L’objectif majeur de l’étude consiste à comparer, pour chacun des deux groupes de patients : la survie sans progression 12 mois après le début du traitement. Une étude d’impact budgétaire pilotée par l’équipe du Pr Isabelle Durand-Zaleski (URC Eco Paris Île-de-France, AP-HP) vient compléter cette approche.

La première indication ciblée par l’Oncogramme® est le cancer du côlon de stade IV et il sera bientôt décliné pour d’autres cancers tels que le cancer du sein et le cancer de l’ovaire, afin de faire bénéficier au plus grand nombre de patients possibles d’une personnalisation de leur thérapie anti-cancéreuse .

 

A propos du forfait innovation


Le Forfait Innovation est un des trois outils du Ministère de la santé en faveur de l’innovation médicale. Depuis sa refonte en 2015, Oncogramme® est le 8ème projet à obtenir l’aval de la HAS (Haute Autorité de Santé) en vue d’une prise en charge dérogatoire et le 10ème depuis 2014 (Avis n° 2019.0064/AC/SEAP/SEESP du 18 décembre 2019). La HAS a en effet pour mission d’évaluer l’éligibilité de la demande (caractère innovant et pertinence du protocole de l’étude). Le Forfait Innovation est accordé après avis de la HAS. Comme le souligne le Ministère de la santé, « le Forfait Innovation consiste en une prise en charge dérogatoire et temporaire conditionnée à la réalisation d’une étude visant à fournir des données cliniques ou médico-économiques manquantes » et « n’est pas un simple financement précoce […] ni un simple mécanisme de financement de la recherche clinique ou médico-économique. C’est un processus innovant permettant […] un accès sécurisé à des innovations de rupture pour les patients tout en colligeant de manière structurée et encadrée les données cliniques et/ou médico-économiques manquantes qui permettront de prendre une décision ultérieure de prise en charge plus robuste ».

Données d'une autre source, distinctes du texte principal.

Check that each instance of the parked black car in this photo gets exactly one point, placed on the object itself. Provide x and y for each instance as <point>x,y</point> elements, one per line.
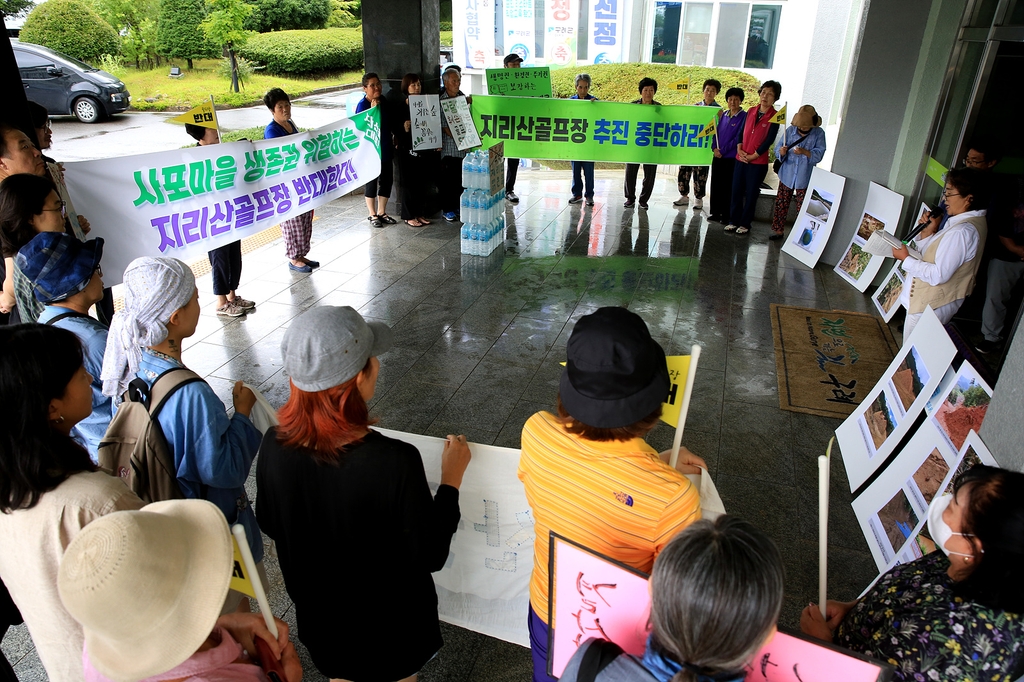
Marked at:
<point>65,85</point>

A propos d'Oncomedics – www.oncomedics.com

Oncomedics est une société de biotechnologies spécialisée dans la personnalisation des traitements du cancer. Elle développe des dispositifs médicaux de diagnostic in vitro apportant aux praticiens (chirurgiens, anatomopathologistes et oncologues) une aide à la décision afin d’identifier les traitements les plus efficaces pour soigner un malade. La vocation d’Oncomedics est de permettre aux patients d’obtenir une thérapie personnalisée grâce à l’Oncogramme®. Société fondée en 2006 par Christophe Lautrette et Stéphanie Giraud, Oncomedics a installé ses laboratoires et unité de production à Limoges (Nouvelle Aquitaine, France) et a obtenu, après l'avis favorable de la Haute Autorité de Santé, le remboursement dérogatoire "Forfait Innovation" de son test de diagnostic innovant Oncogramme® sur une première indication.
Contact presse : <info@oncomedics.com>

 

A propos de l’hôpital Saint Josephwww.hopital-saint-joseph.fr

L’Hôpital Saint Joseph de Marseille a été créé en 1919, par l'abbé Jean-Baptiste Fouque afin de proposer un Hôpital catholique gratuit pour les nécessiteux. Il est aujourd’hui un établissement de santé privé d'intérêt collectif (ESPIC). 

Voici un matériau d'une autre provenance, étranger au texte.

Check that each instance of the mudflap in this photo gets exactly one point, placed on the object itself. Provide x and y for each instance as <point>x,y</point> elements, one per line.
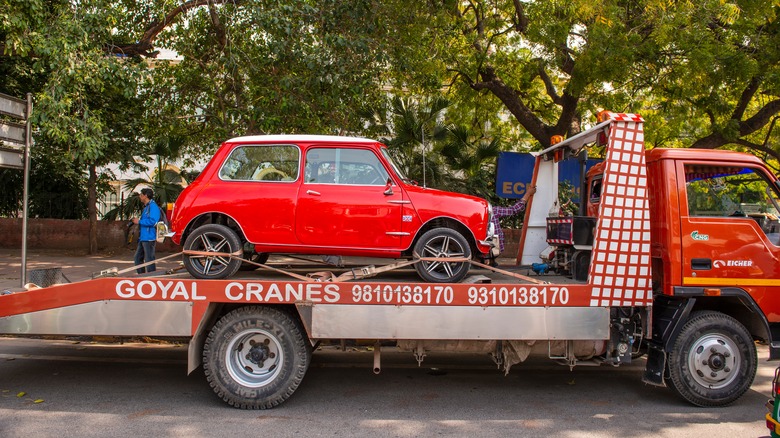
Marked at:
<point>655,366</point>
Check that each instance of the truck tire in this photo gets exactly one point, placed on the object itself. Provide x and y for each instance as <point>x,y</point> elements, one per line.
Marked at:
<point>713,360</point>
<point>212,238</point>
<point>442,242</point>
<point>255,357</point>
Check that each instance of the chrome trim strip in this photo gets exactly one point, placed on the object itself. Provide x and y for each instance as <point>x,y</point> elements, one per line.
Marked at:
<point>111,318</point>
<point>345,321</point>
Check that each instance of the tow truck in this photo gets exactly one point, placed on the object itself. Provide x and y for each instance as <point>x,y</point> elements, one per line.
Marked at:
<point>661,275</point>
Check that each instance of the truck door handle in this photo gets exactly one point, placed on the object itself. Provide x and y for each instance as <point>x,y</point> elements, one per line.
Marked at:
<point>701,264</point>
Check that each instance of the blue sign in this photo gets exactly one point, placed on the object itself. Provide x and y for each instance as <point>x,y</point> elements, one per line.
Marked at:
<point>515,170</point>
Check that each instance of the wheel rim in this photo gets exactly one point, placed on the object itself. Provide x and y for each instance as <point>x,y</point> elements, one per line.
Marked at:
<point>441,247</point>
<point>210,242</point>
<point>714,361</point>
<point>254,358</point>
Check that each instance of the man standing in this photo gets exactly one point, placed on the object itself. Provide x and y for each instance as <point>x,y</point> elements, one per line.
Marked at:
<point>147,238</point>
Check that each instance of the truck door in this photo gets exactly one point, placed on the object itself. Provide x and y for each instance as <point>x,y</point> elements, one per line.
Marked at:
<point>730,230</point>
<point>343,201</point>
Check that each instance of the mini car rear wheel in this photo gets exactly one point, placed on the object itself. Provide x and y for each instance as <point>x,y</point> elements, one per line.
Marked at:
<point>441,243</point>
<point>212,238</point>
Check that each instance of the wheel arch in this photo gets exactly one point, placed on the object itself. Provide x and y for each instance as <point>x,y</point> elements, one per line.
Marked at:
<point>445,222</point>
<point>214,217</point>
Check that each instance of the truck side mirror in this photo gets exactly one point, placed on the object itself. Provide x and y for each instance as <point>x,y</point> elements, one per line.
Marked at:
<point>388,187</point>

L’Hôpital Saint Joseph est le 2ème employeur privé de la ville de Marseille (avec 2 816 employés, 301 médecins libéraux et 112 médecins salariés) et 3ème établissement de santé de la région PACA tous secteurs confondus (après les CHU de Nice et de Marseille). 

Il possède la 1ère maternité de la région PACA avec 4 835 naissances en 2021.

C’est un Hôpital généraliste avec 781 lits et places de court séjour répartis en 44 services et unités représentant la quasi-totalité des spécialités médicales, chirurgicales, obstétricales et un plateau technique des plus modernes.

Il participe activement à la permanence des soins sur le territoire en traitant près de 60 000 urgences chaque année et développe, depuis de nombreuses années, une démarche d’amélioration continue de la qualité.

La recherche clinique fait partie des objectifs prioritaire de l’Hôpital Saint Joseph.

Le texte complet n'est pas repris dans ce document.